EXCLUSIVO: Odebrecht aponta Aécio como ‘organizador’ de fraudes e propinas na Cidade Administrativa

EXCLUSIVO: Odebrecht aponta Aécio como ‘organizador’ de fraudes e propinas na Cidade Administrativa

Dois executivos da empreiteira acusam senador tucano por ‘organizar esquemas’ para ‘obter propinas’ em licitações para a construção da sede do governo mineiro; a obra custou R$ 1,2 bilhão ao Estado e foi realizada por consórcio liderado pela construtora

Breno Pires, de Brasília, e Luiz Vassallo, de São Paulo

11 Abril 2017 | 18h57

Aécio Neves. Foto: Dida Sampaio/Estadão

Aécio Neves. Foto: Dida Sampaio/Estadão

O senador Aécio Neves (PSDB-MG) é apontado por delatores da Odebrecht como o organizador de ‘um esquema para fraudar processos licitatórios’ na construção da Cidade Administrativa, em Minas. O tucano e o ex-presidente da Codemig, responsável pela licitação, Oswaldo Borges da Costa, serão investigados em um inquérito no Supremo Tribunal Federal, pedido pela Procuradoria-Geral da República e autorizado pelo relator da Operação Lava Jato na Corte, ministro Edson Fachin. O Estado teve acesso com exclusividade a despachos do ministro, assinados eletronicamente no dia 4 de abril.

“Consoante o Ministério Público, os referidos colaboradores apontam, por meio de declaração e prova documental, que, no início de 2007, o senador Aécio Neves da Cunha, recém-empossado para o segundo mandato de governador do Estado de Minas Gerais, teria organizado esquema para fraudar processos licitatórios, mediante organização de um cartel de empreiteiras, na construção da ‘Cidade Administrativa’ (ou ‘Centro Administrativo’) de Minas Gerais, com o escopo último de obter propinas decorrentes dos pagamentos das obras”, destaca Fachin.

O inquérito sobre Aécio é embasado nas delações dos executivos da Odebrecht Sérgio Luiz Neves e Benedicto Barbosa da Silva Junior.

A Cidade Administrativa Presidente Tancredo Neves é a sede do governo do Estado de Minas Gerais.
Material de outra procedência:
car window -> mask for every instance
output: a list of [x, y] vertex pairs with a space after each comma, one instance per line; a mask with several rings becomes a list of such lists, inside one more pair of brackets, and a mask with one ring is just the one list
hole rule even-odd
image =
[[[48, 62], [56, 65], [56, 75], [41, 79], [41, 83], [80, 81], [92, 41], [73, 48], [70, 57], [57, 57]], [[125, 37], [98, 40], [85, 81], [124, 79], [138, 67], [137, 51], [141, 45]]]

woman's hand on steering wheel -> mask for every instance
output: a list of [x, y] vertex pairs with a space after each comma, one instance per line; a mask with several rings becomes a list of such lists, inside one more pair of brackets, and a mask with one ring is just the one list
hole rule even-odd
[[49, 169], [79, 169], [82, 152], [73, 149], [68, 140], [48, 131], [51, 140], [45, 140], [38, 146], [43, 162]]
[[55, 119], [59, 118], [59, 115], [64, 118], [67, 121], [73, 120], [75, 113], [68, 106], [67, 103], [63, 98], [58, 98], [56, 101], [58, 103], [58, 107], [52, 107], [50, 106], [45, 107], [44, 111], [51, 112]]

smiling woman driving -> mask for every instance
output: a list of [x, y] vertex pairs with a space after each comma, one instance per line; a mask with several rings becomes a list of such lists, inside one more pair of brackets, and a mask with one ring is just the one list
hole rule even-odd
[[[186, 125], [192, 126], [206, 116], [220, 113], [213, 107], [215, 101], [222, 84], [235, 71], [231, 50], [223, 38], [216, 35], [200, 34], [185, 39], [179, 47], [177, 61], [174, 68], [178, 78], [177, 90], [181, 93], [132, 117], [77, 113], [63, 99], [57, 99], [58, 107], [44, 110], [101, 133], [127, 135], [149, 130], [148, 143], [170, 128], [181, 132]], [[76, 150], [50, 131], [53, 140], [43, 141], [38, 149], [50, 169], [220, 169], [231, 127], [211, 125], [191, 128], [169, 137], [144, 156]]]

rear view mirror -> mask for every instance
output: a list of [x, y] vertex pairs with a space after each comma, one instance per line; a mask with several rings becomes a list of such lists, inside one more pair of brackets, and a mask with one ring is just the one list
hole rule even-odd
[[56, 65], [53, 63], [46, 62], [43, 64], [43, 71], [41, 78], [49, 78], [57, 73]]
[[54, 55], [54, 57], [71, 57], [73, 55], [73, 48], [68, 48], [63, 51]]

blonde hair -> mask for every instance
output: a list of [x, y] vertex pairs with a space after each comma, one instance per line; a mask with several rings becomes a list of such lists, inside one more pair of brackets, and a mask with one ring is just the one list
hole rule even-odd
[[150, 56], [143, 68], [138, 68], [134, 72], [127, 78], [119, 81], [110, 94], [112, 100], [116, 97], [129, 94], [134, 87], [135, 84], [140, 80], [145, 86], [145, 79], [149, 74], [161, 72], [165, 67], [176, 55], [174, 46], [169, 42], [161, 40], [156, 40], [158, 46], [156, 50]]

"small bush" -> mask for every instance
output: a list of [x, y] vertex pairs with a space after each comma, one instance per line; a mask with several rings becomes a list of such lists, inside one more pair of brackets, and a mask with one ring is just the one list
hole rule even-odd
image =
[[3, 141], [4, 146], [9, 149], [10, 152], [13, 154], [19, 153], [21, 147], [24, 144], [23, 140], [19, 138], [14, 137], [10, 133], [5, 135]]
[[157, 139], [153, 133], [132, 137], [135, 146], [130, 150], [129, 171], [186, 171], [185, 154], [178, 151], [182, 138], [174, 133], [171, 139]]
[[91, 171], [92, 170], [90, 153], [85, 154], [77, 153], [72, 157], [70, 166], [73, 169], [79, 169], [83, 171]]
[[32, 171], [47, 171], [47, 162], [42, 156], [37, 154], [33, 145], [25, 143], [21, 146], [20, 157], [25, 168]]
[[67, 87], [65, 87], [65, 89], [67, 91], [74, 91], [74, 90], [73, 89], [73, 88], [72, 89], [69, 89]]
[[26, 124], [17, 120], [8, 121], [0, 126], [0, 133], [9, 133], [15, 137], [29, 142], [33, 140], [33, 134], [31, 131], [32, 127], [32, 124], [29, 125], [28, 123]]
Projetada pelo arquiteto Oscar Niemeyer, Cidade Administrativa foi inaugurada em 2010 e custou mais de R$ 1,2 bilhão.

O projeto foi pago pelo governo de Minas e fechado pelo então governador. A Odebrecht liderou o consórcio que construiu a Cidade Administrativa, junto com a Queiroz Galvão e a OAS. A responsável pelo contrato foi a estatal Codemig.

A Promotoria de Defesa do Patrimônio Público do Ministério Público de Minas Gerais já investiga suspeitas de fraude à licitação nas obras da Cidade Administrativa de Minas.

Inquérito civil público foi aberto em setembro do ano passado após vir à tona que o ex-presidente da OAS Léo Pinheiro citaria em delação premiada na Operação Lava Jato o pagamento de propina de 3% do valor do empreendimento a um dos principais auxiliares do tucano, o empresário Oswaldo Borges da Costa Filho.

COM A PALAVRA, A ASSESSORIA DO SENADOR AÉCIO NEVES

“É falsa e absurda a acusação de que o senador Aécio Neves teria participado de algum ato ilícito envolvendo a Cidade Administrativa de Minas Gerais como publicado pelo blog. Mesmo sem ter tido acesso ao conteúdo da delação informamos que a licitação das obras da Cidade Administrativa foi objeto de ampla investigação do Ministério Público Estadual (Inquérito Civil Público 0024.07.000.185-4) que concluiu pelo arquivamento após constatar a regularidade dos procedimentos.

O edital de licitação foi apresentado previamente ao Ministério Público Estadual e ao Tribunal de Contas do Estado. Todas as etapas das obras executadas foram acompanhadas pelos órgãos de fiscalização do Estado e auditadas por uma empresa técnica independente, contratada via licitação pública.”